Clinical presentation and diagnosis of posterior urethral valves
- Nicholas Holmes, MD
Nicholas Holmes, MD
- Clinical Professor of Surgery
- University of California, San Diego
Posterior urethral valves (PUV) are obstructing membranous folds within the lumen of the posterior urethra that are the most common etiology of urinary tract obstruction in the newborn male, occurring in 1 in 5000 to 8000 pregnancies (figure 1) [1,2]. PUV are also the most common cause of chronic renal disease due to urinary tract obstruction in children .
The diagnosis and presentation of patients with posterior urethral valves will be reviewed here. The management of these patients is discussed separately. (See "Management of posterior urethral valves".)
The pathogenesis of posterior urethral valves (PUV) appears to be due to an obstructing persistent urogenital membrane (figure 1). Although the exact mechanism resulting in this obstruction is not completely understood , it appears that the normal embryologic development of the male urethra between weeks 9 and 14 of gestation is disrupted.

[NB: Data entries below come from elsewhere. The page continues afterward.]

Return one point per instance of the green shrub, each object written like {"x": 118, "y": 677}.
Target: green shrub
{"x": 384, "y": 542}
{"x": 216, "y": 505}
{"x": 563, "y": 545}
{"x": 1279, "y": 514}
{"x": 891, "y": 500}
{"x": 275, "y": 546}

Normal male urethral embryology — Between weeks four and six of gestation, the cloaca is divided into the anorectal canal and the urogenital sinus. Over the following weeks of gestation, the urogenital sinus is divided by the entrance of the mesonephric duct into the cephalad vesicourethral canal, giving rise to the bladder and pelvic urethra. The caudal portion of the urogenital sinus (genital tubercle) forms the phallic urethra. As the genital tubercle elongates in the male fetus, the urethral groove and folds are created. As the penile urethra grows, it moves towards the urethral plate of the glans penis. Complete fusion of the entire urethra occurs at about 14 weeks gestation.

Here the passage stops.